Un plat de pâtes à cinq heures du matin, c’est ce qu’il faut pour affronter les 135 kilomètres du jour. La route s’est ouverte dans le désert, et très vite les champs pétroliers ont commencé à apparaître. Des petites pompes partout, plantées dans la poussière, qui montent et qui descendent comme des têtes fatiguées. Depuis un siècle, ces machines ont fait la richesse du Texas. Les premiers grands gisements ont été découverts dans les années 1920, et depuis, le paysage n’a jamais cessé de vibrer au rythme du pétrole.
J’ai trouvé un peu de verdure, quelques arbres perdus, presque timides. J’espérais entendre des oiseaux. Ça fait du bien, ça surprend, et puis ça disparaît aussitôt pour laisser la place au désert.
Un policier m’a arrêté. Il m’a dit : fais demi‑tour, il faut prendre la route derrière toi. Je lui ai répondu que je n’avais pas le droit de prendre l’autoroute avec mon vélo. Il a marqué un silence, puis il m’a dit : pardon, c’est vrai. C’est là qu’il m’a proposé de la nourriture, en me demandant si j’avais besoin de quelque chose. Je lui ai dit que j’avais tout ce qu’il fallait. Je lui ai demandé si on pouvait prendre une photo ensemble, un cycliste avec un policier texan, mais il m’a répondu qu’il n’avait pas le droit. Il m’a souhaité bon courage, et je suis reparti.

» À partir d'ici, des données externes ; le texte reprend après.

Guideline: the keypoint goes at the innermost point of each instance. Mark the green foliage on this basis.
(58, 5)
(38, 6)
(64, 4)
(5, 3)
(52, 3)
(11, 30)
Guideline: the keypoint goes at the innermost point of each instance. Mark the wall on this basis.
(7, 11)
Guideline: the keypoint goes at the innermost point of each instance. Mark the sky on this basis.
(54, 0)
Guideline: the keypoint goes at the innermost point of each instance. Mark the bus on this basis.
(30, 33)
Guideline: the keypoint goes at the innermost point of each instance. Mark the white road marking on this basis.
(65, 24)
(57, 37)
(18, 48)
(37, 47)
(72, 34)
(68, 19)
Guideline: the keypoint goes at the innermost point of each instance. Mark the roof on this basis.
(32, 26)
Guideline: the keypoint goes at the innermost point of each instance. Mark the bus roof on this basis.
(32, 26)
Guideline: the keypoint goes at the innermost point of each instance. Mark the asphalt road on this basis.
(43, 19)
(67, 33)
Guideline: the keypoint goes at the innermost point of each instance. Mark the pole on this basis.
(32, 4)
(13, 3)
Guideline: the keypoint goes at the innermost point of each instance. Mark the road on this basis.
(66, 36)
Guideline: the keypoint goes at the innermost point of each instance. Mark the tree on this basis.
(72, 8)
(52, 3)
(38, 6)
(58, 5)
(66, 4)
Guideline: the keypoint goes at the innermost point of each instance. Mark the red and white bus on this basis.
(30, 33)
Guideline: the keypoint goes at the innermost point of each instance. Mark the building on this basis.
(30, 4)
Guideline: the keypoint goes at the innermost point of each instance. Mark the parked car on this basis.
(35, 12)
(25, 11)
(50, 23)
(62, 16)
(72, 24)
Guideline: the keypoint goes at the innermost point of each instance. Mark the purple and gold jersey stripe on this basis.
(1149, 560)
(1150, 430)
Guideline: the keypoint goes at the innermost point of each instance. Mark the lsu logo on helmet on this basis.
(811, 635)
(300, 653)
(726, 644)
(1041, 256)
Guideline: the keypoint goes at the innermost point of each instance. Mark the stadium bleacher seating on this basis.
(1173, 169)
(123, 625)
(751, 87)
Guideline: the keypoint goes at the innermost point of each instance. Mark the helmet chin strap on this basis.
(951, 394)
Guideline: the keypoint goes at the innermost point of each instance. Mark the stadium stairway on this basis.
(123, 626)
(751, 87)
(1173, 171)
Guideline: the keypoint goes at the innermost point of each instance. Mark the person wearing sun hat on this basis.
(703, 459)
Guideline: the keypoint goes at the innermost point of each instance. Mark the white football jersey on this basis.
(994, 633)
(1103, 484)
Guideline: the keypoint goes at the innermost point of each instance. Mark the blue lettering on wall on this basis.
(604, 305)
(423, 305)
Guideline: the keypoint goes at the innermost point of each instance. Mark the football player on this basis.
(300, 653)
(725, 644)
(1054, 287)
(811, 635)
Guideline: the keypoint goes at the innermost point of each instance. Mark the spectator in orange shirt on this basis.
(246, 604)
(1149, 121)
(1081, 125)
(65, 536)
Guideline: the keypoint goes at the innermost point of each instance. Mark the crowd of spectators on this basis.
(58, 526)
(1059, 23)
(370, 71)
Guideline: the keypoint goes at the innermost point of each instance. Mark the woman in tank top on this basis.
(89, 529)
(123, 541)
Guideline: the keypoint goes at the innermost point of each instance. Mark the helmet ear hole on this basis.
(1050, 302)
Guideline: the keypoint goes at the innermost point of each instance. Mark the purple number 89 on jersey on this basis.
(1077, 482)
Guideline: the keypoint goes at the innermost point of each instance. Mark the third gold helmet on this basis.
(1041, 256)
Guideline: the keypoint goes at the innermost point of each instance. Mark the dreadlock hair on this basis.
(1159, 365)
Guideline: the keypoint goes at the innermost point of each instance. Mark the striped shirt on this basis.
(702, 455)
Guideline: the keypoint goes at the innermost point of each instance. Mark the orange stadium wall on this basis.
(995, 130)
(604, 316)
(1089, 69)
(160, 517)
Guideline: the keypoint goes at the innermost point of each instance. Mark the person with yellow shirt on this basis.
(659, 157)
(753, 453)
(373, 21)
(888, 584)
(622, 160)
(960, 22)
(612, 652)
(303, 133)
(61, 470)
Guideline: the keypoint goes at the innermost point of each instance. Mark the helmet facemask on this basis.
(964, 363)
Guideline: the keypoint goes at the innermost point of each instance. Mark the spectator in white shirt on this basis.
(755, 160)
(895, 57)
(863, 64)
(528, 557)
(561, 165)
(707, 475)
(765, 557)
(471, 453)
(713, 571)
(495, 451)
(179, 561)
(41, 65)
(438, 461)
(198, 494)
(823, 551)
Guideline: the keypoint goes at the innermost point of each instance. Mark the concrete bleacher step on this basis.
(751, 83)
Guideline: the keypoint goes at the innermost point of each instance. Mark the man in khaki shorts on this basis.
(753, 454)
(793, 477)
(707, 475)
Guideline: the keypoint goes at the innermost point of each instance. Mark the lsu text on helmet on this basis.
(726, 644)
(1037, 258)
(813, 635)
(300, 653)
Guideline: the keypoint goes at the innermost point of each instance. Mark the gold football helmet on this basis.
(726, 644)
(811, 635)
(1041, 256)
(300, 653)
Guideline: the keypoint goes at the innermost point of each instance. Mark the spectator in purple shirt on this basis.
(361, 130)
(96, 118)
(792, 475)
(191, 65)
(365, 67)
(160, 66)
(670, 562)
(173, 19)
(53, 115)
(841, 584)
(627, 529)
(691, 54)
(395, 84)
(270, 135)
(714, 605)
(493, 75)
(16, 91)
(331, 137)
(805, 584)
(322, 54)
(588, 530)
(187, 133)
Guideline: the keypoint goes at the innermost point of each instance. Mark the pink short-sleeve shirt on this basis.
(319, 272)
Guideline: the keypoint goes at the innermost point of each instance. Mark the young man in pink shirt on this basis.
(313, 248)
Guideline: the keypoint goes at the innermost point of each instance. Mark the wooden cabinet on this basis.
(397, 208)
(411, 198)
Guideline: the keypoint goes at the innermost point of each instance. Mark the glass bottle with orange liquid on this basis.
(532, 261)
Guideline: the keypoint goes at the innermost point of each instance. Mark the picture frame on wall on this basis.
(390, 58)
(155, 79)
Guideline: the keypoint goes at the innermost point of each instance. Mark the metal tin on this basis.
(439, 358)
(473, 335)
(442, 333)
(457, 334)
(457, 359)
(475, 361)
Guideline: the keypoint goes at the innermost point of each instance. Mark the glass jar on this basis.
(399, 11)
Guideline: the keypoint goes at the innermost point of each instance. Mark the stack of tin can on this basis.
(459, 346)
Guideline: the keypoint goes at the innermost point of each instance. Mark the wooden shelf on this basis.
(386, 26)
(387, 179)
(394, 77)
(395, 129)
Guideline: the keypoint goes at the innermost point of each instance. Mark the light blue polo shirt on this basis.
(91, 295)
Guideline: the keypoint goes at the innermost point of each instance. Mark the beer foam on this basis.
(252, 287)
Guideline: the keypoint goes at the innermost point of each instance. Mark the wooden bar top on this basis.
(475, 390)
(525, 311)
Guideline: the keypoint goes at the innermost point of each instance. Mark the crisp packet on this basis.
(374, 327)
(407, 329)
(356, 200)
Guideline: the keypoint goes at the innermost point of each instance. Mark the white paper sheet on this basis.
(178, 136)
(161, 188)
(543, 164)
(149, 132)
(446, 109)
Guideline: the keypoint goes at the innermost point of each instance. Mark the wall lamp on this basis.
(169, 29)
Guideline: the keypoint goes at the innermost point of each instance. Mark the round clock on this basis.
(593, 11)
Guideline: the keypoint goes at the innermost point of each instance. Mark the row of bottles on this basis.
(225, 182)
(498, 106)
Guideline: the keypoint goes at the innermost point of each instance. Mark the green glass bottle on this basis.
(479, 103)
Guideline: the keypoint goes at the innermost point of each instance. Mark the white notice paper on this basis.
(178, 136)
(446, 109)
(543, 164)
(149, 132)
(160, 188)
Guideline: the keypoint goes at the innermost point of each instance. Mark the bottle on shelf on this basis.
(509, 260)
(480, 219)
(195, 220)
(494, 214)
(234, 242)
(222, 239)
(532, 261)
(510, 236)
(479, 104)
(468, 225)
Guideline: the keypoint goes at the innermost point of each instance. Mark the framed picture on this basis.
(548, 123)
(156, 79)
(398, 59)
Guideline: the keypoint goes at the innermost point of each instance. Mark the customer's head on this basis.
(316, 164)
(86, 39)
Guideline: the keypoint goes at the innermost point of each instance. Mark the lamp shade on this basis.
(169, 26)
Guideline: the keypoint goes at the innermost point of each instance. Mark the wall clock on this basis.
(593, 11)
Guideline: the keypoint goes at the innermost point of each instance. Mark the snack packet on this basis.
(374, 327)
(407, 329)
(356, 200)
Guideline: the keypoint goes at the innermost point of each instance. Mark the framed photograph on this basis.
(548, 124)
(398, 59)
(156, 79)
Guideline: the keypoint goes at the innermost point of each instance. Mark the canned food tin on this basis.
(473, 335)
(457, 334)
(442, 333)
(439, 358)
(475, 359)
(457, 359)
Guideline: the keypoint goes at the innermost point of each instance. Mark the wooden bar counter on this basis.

J’ai atteint Shamrock vers quatre heures. La chaleur était écrasante. Shamrock, c’est une petite ville née avec le chemin de fer et devenue célèbre grâce à la Route 66. Dans les années 1930, les voyageurs s’arrêtaient ici pour faire le plein, manger un morceau, et admirer la station U‑Drop Inn, un bâtiment art déco qui est devenu une icône de la route. Aujourd’hui encore, les touristes viennent pour ça : un morceau d’histoire posé au milieu du vent et du soleil.
Des visiteurs prenaient des photos sur la Route 66, sous un soleil brûlant, avant de courir se réfugier dans leur voiture pour avaler une boisson sucrée bien glacée. McDonald’s ne me tentait pas. Fatigué, j’ai acheté un peu de nourriture dans une station‑service.
J’ai trouvé un petit hôtel comme on en voit beaucoup sur la Route 66. Ils sont presque tous tenus par des familles hindoues. C’est leur affaire, leur monde. Il faut toujours négocier, mais je commence à connaître.
Dans la chambre, j’ai vérifié la mécanique du vélo, puis j’ai écouté le Tour de France et la fin du match de l’Espagne. Ils ont gagné. Heureusement qu’il y a WhatsApp : malgré la route, malgré la fatigue, je reste en contact avec vous. La technologie fait le lien, mais la vraie magie, c’est de tenir mon corps debout. Si je veux aller plus loin, il faut que la force reste avec moi.
Demain, je continuerai vers l’Oklahoma, toujours sur la Route 66, toujours vers l’est, toujours vers
« Chaque ville raconte une histoire, mais c’est la route qui écrit la suite.